Search code examples
hadoopmapreducemahoutcanopy

How to increase number of reducer in canopy clustering algorithm


I'm running canopy clustering algorithm using mahout.

This is the command I'm running through mahout Command line.

mahout canopy -i /mahout/o_seqsparse/tfidf-vectors -o /mahout/o_canopy -dm org.apache.mahout.common.distance.SquaredEuclideanDistanceMeasure -ow -t1 100 -t2 50

Below is number of map & reduce task running:

No. of map tasks runing --> 6

No. of reduce tasks runing --> 1

But this is taking too much time because of one reducer. I think, if I am able to increase the number of reduce tasks, then I will get better performance.

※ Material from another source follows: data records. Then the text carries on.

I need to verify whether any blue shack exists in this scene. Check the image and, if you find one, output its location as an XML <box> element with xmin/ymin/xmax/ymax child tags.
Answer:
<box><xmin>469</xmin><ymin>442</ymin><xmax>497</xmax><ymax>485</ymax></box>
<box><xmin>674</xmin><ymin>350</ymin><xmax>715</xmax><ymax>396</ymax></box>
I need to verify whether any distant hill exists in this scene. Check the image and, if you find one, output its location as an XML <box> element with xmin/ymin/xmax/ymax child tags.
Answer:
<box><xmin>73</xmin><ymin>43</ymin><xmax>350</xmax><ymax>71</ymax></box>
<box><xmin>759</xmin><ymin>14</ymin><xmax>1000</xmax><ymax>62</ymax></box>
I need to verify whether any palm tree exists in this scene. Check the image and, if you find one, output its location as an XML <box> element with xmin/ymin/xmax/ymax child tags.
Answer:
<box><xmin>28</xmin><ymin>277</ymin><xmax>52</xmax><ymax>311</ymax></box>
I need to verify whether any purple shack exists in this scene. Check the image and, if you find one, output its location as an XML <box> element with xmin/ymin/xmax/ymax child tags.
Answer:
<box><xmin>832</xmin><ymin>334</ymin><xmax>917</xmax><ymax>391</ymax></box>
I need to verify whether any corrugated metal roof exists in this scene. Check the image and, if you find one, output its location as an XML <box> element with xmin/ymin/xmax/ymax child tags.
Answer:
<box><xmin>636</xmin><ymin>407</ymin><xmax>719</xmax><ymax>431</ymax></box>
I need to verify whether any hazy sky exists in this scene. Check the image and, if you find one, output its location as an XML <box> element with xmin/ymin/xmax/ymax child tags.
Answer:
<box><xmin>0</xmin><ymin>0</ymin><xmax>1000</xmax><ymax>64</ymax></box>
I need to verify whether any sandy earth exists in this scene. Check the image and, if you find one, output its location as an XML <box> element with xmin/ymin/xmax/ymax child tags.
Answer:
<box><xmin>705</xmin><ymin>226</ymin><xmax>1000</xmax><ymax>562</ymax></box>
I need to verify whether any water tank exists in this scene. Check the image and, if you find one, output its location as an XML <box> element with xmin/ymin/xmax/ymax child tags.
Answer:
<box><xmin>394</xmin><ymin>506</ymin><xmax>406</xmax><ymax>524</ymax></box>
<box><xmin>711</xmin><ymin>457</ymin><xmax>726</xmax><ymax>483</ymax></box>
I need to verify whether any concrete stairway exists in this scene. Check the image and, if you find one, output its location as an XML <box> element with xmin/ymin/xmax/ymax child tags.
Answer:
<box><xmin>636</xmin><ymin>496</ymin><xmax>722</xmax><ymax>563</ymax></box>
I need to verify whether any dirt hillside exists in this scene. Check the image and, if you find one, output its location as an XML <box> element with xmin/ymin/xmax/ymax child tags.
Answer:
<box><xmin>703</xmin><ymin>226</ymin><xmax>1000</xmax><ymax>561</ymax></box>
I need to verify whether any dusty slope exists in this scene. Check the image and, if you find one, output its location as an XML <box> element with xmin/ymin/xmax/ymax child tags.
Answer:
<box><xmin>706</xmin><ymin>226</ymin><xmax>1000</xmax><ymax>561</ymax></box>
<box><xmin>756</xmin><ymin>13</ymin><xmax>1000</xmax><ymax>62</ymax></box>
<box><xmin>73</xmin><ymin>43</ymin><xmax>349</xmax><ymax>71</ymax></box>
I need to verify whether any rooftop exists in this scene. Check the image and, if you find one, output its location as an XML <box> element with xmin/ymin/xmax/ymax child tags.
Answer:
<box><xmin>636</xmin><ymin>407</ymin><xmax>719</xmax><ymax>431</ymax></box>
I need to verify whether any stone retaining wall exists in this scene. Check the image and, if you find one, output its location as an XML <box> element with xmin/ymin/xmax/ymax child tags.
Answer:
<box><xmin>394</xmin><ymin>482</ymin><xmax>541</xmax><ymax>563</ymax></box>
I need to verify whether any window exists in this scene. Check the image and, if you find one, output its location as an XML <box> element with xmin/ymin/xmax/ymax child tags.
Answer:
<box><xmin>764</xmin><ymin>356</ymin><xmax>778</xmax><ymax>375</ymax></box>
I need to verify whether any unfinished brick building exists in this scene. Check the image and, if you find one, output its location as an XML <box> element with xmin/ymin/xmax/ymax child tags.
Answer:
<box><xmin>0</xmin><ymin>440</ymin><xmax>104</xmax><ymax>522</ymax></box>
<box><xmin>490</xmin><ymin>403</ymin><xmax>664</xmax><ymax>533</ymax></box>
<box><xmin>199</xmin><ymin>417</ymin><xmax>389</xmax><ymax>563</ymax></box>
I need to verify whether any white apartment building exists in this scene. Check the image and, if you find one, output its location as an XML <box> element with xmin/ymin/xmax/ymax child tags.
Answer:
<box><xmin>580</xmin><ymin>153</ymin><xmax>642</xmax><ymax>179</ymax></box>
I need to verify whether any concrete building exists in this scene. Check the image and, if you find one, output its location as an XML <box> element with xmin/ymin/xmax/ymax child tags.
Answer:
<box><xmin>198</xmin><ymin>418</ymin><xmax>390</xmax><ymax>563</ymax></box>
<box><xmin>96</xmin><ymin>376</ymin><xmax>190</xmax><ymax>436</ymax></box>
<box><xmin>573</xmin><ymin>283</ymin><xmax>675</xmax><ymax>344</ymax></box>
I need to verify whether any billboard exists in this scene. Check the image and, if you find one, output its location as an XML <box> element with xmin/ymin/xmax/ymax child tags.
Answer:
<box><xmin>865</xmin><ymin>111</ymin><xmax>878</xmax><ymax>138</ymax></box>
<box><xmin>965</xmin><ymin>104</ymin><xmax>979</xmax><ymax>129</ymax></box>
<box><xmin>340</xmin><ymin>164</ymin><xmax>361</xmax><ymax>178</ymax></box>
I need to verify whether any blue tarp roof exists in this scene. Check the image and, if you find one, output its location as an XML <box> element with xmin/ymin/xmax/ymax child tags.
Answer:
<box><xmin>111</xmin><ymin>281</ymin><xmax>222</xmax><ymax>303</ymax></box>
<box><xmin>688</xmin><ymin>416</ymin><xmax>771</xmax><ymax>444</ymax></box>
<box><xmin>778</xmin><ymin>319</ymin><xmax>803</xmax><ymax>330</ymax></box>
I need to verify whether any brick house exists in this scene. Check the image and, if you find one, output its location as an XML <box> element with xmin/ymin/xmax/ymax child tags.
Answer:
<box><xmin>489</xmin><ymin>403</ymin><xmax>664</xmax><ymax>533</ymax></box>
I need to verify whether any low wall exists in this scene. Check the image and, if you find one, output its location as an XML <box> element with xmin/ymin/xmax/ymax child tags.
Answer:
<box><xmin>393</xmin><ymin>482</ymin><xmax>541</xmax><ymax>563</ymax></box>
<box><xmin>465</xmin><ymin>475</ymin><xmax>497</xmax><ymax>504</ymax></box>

I also tried with increasing map reduce with mapred-site.xml file mapred.map.tasks, mapred.reduce.tasks But this has no effect, still it is running with 1 reduce.


Solution

  • You didnt specify the version of mahout you are using. But looking at the source code of 0.4 here: http://grepcode.com/file/repo1.maven.org/maven2/org.apache.mahout/mahout-core/0.4/org/apache/mahout/clustering/canopy/CanopyDriver.java

    You can find 1 reducer is hard coded. I dont think you can override it.

    EDIT

    For version 0.9 as you specified check here http://grepcode.com/file/repo1.maven.org/maven2/org.apache.mahout/mahout-core/0.9/org/apache/mahout/clustering/canopy/CanopyDriver.java/ at line no. 354

    job.setNumReduceTasks(1);
    

    Modify this and build again. However the map output must be sent to one reducer. In case of clustering I dont believe you will benefit much by increasing the number of reducers.